たとえば車にしろ、冷蔵庫にしろ、iphoneにしり、毎年のように新製品が出てきます。冷蔵庫なんて冷やす以上の機能なんてそうそういらないのですが、それでも新製品が出るわけです。我々はモノではなく、新製品という記号や概念を買って消費しているわけです。モノを使い倒しているわけではないのですね。

ブランド品もそうです。バッグは本来モノを入れて運べればいいのですが、そこに我々はブランドという記号や概念を買うことをしています。

モノならある程度買えば、どこかで限度が来ます。ところが記号や概念ですから、いくら買っても何かが増えるわけではありません。いくら買おうと満足できませんので、さらにどんどん消費していくのですね。「iphoneの新作が出たから買う」「新モデルが出たから買う」とか、これらは記号や概念を買っているのですね。「新作」はいくらでも出せるので、きりがないわけです。

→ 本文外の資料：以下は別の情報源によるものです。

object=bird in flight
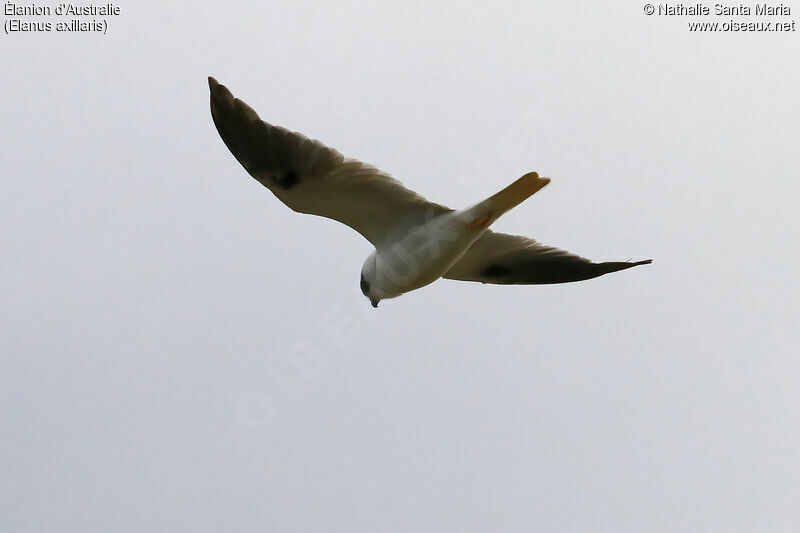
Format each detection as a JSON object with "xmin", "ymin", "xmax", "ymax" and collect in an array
[{"xmin": 208, "ymin": 77, "xmax": 651, "ymax": 307}]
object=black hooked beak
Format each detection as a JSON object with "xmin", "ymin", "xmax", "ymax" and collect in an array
[{"xmin": 370, "ymin": 299, "xmax": 379, "ymax": 308}]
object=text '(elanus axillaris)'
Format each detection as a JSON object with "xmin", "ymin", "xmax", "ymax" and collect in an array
[{"xmin": 209, "ymin": 77, "xmax": 651, "ymax": 307}]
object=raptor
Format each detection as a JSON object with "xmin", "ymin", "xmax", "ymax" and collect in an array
[{"xmin": 208, "ymin": 77, "xmax": 651, "ymax": 307}]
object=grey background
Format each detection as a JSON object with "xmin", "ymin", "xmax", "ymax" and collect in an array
[{"xmin": 2, "ymin": 1, "xmax": 799, "ymax": 531}]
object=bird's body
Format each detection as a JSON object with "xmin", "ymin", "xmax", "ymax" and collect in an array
[
  {"xmin": 208, "ymin": 77, "xmax": 651, "ymax": 307},
  {"xmin": 361, "ymin": 172, "xmax": 550, "ymax": 306},
  {"xmin": 365, "ymin": 210, "xmax": 479, "ymax": 298}
]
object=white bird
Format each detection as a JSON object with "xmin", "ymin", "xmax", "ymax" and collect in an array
[{"xmin": 208, "ymin": 77, "xmax": 651, "ymax": 307}]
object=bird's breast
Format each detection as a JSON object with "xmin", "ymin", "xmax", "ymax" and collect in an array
[{"xmin": 372, "ymin": 212, "xmax": 486, "ymax": 296}]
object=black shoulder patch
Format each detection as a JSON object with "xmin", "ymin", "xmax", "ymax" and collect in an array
[
  {"xmin": 274, "ymin": 170, "xmax": 300, "ymax": 190},
  {"xmin": 480, "ymin": 264, "xmax": 511, "ymax": 279}
]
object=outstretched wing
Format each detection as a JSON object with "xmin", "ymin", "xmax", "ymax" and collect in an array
[
  {"xmin": 444, "ymin": 230, "xmax": 652, "ymax": 284},
  {"xmin": 209, "ymin": 77, "xmax": 451, "ymax": 247}
]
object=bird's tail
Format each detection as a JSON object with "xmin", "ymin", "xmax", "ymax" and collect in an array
[
  {"xmin": 461, "ymin": 172, "xmax": 550, "ymax": 230},
  {"xmin": 486, "ymin": 172, "xmax": 550, "ymax": 218}
]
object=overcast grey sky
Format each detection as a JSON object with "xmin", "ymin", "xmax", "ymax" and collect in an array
[{"xmin": 2, "ymin": 1, "xmax": 799, "ymax": 531}]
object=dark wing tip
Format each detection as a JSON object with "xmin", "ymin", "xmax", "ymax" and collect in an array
[
  {"xmin": 208, "ymin": 77, "xmax": 233, "ymax": 107},
  {"xmin": 595, "ymin": 259, "xmax": 652, "ymax": 276},
  {"xmin": 208, "ymin": 77, "xmax": 226, "ymax": 102},
  {"xmin": 207, "ymin": 77, "xmax": 315, "ymax": 192}
]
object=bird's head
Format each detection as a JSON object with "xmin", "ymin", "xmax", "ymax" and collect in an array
[
  {"xmin": 360, "ymin": 273, "xmax": 379, "ymax": 308},
  {"xmin": 360, "ymin": 254, "xmax": 382, "ymax": 308}
]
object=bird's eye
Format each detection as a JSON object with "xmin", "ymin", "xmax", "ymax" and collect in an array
[{"xmin": 360, "ymin": 274, "xmax": 370, "ymax": 296}]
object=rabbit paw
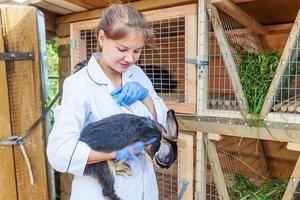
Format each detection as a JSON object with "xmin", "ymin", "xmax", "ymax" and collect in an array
[{"xmin": 115, "ymin": 162, "xmax": 132, "ymax": 177}]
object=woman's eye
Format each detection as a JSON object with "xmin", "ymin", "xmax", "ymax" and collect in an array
[{"xmin": 117, "ymin": 47, "xmax": 126, "ymax": 52}]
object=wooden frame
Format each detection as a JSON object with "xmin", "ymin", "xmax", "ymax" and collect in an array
[
  {"xmin": 206, "ymin": 136, "xmax": 230, "ymax": 200},
  {"xmin": 197, "ymin": 1, "xmax": 248, "ymax": 119},
  {"xmin": 57, "ymin": 0, "xmax": 197, "ymax": 24},
  {"xmin": 260, "ymin": 9, "xmax": 300, "ymax": 123},
  {"xmin": 178, "ymin": 115, "xmax": 300, "ymax": 143},
  {"xmin": 70, "ymin": 4, "xmax": 198, "ymax": 114},
  {"xmin": 211, "ymin": 0, "xmax": 268, "ymax": 35},
  {"xmin": 178, "ymin": 132, "xmax": 195, "ymax": 200}
]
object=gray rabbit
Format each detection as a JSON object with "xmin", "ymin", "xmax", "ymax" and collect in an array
[{"xmin": 79, "ymin": 110, "xmax": 178, "ymax": 200}]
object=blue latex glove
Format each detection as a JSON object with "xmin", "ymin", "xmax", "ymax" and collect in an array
[
  {"xmin": 112, "ymin": 82, "xmax": 149, "ymax": 106},
  {"xmin": 146, "ymin": 137, "xmax": 158, "ymax": 145},
  {"xmin": 115, "ymin": 141, "xmax": 146, "ymax": 161}
]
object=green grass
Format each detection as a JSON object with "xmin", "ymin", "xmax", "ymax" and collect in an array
[
  {"xmin": 237, "ymin": 52, "xmax": 281, "ymax": 116},
  {"xmin": 230, "ymin": 173, "xmax": 288, "ymax": 200}
]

スマホゲームのガチャとかもこの原理を使っています。記号や概念はいくら買っても満足しませんし、限度がないわけです。企業側としては「満足しない」というのが重要なのですね。

こうやって消費社会では、暇のつぶし方のわからない「退屈」を感じる人たちに記号や概念を売りつけます。そしてそれらを買い続け、満足せずにひたすら貧しくなる人たちが量産されます。いくら買っても心が満足しない、そんな状態になってしまうのですね。そしてまた消費を繰り返すわけです。企業側としては狙い通りでおいしいわけです。

贅沢とはなにか?

ここでこの「記号や概念」を買わされる我々は、企業にどうやって対抗するかについてですが、『暇と退屈の倫理学』では「消費ではなく浪費をしろ」と述べています。

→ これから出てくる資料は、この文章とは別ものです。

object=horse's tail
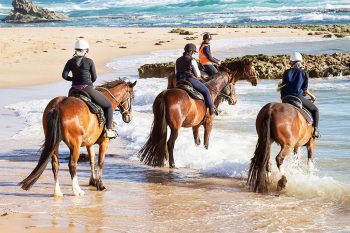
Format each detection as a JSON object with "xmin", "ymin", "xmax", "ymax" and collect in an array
[
  {"xmin": 139, "ymin": 94, "xmax": 168, "ymax": 167},
  {"xmin": 247, "ymin": 105, "xmax": 272, "ymax": 193},
  {"xmin": 19, "ymin": 108, "xmax": 61, "ymax": 190}
]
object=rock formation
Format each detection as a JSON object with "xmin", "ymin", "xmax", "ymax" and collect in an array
[
  {"xmin": 2, "ymin": 0, "xmax": 68, "ymax": 23},
  {"xmin": 138, "ymin": 53, "xmax": 350, "ymax": 79}
]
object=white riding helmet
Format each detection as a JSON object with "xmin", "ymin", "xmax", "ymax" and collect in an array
[
  {"xmin": 75, "ymin": 39, "xmax": 89, "ymax": 50},
  {"xmin": 290, "ymin": 52, "xmax": 303, "ymax": 62}
]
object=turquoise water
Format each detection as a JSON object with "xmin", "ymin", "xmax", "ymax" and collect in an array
[{"xmin": 1, "ymin": 0, "xmax": 350, "ymax": 27}]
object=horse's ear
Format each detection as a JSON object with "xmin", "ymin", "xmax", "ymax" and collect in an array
[{"xmin": 130, "ymin": 81, "xmax": 137, "ymax": 88}]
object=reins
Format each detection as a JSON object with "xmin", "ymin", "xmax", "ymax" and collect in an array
[{"xmin": 96, "ymin": 85, "xmax": 132, "ymax": 114}]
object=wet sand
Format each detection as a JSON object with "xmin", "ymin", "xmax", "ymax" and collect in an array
[{"xmin": 0, "ymin": 140, "xmax": 349, "ymax": 233}]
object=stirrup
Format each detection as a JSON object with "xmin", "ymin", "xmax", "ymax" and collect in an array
[{"xmin": 106, "ymin": 128, "xmax": 118, "ymax": 139}]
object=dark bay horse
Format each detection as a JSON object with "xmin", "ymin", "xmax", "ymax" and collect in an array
[
  {"xmin": 139, "ymin": 59, "xmax": 259, "ymax": 168},
  {"xmin": 19, "ymin": 79, "xmax": 136, "ymax": 197},
  {"xmin": 247, "ymin": 102, "xmax": 316, "ymax": 193}
]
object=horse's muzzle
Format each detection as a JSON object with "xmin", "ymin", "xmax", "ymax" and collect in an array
[{"xmin": 122, "ymin": 114, "xmax": 132, "ymax": 123}]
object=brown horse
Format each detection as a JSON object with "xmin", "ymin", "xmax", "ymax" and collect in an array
[
  {"xmin": 168, "ymin": 70, "xmax": 236, "ymax": 109},
  {"xmin": 139, "ymin": 59, "xmax": 259, "ymax": 168},
  {"xmin": 247, "ymin": 102, "xmax": 316, "ymax": 193},
  {"xmin": 19, "ymin": 79, "xmax": 136, "ymax": 197}
]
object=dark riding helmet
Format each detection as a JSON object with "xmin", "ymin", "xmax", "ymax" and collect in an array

「贅沢」という言葉がありますが、これは「必要以上にモノを持つ」ということです。必要最低限より多くのモノを持つことですね。

「贅沢」は非難のまとになりますが、そもそも必要ギリギリで生活していたら、なにかアクシデントがあったとたんに立ちいかなくなります。現状維持のため、つねにピリピリしていなければならないので、そのような生活は豊かな生活とは言えません。

逆に言えば、人が豊かであるためには「贅沢」であることが必要とも言えます。

ただそうなると、「お金使いまくってモノ買いまくるのがいいことか?」と突っ込みが入ると思いますし、あまりモノを持ちたくないQ太郎的にもあまり納得のできるものではありません。

ここで本書では、「浪費」という言葉を定義します。これは「必要を超えてモノを受け取ること、吸収すること」です。

浪費は受け取ったり吸収しなければなければならないので、どこかでかならず限度が来ます。これが満足になります。

たとえばおいしいものでも、食べ続ければどこかで限度が来ます。服も買ったものをちゃんと着ていれば、体は一つしかないのでどこかで限界が来ます。本やゲームも、買ったあとにちゃんと読んだり遊んだりしつくせば、一生で読める本や遊べるゲームの量など限りがありますので、やはりどこかで限界が来るでしょう。どこかで満足するのです。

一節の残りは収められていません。